Ici aussi, le locataire ne se fait pas prier pour décrire les problèmes qui le rongent. Il y a d’abord les lampes dans la salle de bain, qui n’ont jamais fonctionné. Mais il y a surtout une facture annuelle d’eau chaude, qui augmente chaque année… sans qu’Adam (le prénom a été modifié) ne comprenne pourquoi :
« Déjà en septembre 2018, j’ai dû payer 450 euros en plus des charges mensuelles… Cette année, on me demande 1 000 euros… Ce n’est pas possible, ça fait des années qu’on fait attention… J’ai appelé le bailleur social, qui m’a dit qu’il trouverait une solution… Mais je viens de recevoir un premier avertissement de l’huissier pour le paiement. »
Puis la résignation…
Tous les locataires rencontrés ont cessé d’essayer de joindre leur bailleur social. Pour Üzüme, la visite d’un technicien n’a pas été suivie d’effets. La mère de famille asthmatique ne veut plus retourner au local de CDC Habitat, situé au 7 rue de Wallonie dans le quartier Vauban : « La dernière fois que j’y étais, il y a trois mois, j’ai pleuré dans le bureau… »
Un peu plus loin dans la rue Watteau, le sentiment d’abandon prévaut aussi. « Tous les soirs, je vois des rats rentrer dans les caves. Ils me font peur, ça fait deux ans que je n’y ai pas mis les pieds… », raconte Ayhan Karakoc. Elsauvien depuis 1981, ce commerçant décrit une dégradation des conditions de vie depuis sept ans environ. Le supermarché, la boulangerie, le distributeur de billets ont fermé les uns après les autres.
Chez lui, la fenêtre est cassée depuis plusieurs années. Lorsqu’il pleut, l’eau s’infiltre dans le salon. Le parquet gondole légèrement sous le radiateur. « J’ai appelé le bailleur au moins six fois mais rien n’a jamais été fait… », regrette Ayhan.

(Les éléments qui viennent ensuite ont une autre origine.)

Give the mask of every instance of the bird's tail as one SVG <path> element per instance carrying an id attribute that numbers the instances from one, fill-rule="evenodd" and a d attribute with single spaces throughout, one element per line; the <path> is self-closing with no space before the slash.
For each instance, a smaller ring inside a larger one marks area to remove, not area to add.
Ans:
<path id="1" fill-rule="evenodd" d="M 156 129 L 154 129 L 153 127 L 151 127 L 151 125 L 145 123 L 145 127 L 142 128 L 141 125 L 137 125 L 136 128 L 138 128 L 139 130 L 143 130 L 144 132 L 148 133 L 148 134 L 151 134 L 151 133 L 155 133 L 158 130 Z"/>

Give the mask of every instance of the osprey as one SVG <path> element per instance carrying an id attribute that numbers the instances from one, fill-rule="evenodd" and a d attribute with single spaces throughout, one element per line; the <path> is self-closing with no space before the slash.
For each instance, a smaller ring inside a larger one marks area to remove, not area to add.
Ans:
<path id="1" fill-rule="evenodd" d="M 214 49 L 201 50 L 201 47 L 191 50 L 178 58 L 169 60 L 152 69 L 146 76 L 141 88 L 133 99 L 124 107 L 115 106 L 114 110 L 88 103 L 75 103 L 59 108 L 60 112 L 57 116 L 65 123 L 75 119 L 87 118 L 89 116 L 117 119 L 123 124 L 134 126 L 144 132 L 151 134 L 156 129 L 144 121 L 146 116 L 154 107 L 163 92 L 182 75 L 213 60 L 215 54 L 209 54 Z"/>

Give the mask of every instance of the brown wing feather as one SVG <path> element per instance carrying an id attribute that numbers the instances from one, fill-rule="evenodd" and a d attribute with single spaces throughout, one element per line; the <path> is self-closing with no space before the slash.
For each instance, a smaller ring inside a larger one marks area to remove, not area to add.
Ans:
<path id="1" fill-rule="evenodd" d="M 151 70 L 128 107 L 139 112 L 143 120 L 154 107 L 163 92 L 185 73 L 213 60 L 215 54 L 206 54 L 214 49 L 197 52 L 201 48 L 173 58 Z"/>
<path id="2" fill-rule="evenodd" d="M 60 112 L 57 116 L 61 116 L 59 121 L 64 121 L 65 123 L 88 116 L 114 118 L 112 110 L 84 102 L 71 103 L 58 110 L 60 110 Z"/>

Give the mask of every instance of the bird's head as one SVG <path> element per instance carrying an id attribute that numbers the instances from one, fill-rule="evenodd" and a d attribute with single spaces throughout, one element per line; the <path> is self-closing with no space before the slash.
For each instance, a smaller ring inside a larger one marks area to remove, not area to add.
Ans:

« Il manque des gens sur le terrain »
Daniel Bonnot, président départemental de l’association Consommation Logement et Cadre de Vie (CLCV), ne semble pas étonné par les photos prises dans les logements elsauviens. Selon cet acteur de la défense des locataires, il est difficile d’établir la responsabilité des bailleurs sociaux en général :
« Ca pêche partout au niveau de l’entretien des logements. À l’Elsau, tout le monde s’en plaint. Mais face à des moisissures, le bailleur pourra dire que le locataire n’aère pas assez. S’il y a des rats et des asticots, il dira que les sacs poubelle ne sont pas fermés. »
Pour ce spécialiste du logement social, la disparition du concierge dans les immeubles elsauviens joue un rôle important dans cette dégradation des conditions de vie : « Il manque de la proximité, des gens sur le terrain qui soient connus des habitants. » Daniel Bonnot recommande aux locataires de faire part de leurs problématiques à l’association CLCV : « Quand nous intervenons, le bailleur social répond souvent plus vite… »
Le combat continue
Contacté, le directeur régional de CDC Habitat n’a pu répondre que sur les situations de Ayhan Karakoc et de Hüzüme Özdemir, qui n’ont pas demandé à être anonymisés. Gilles Pauchet promet une réparation rapide de l’interphone « dont la panne est liée à un acte de vandalisme important. » Concernant les rats, le responsable souligne qu’il existe des « opérations de dératisation régulières, dont la dernière remonte à juin et la prochaine est prévue pour septembre. »
Concernant l’électricité défectueuse, les charges anormalement élevées ou les moisissures, Gilles Pauchet invite les locataires concernés à joindre CDC Habitat par téléphone, sur internet ou par une visite en agence. Pour les anonymes en situation de précarité, l’éternel combat continue.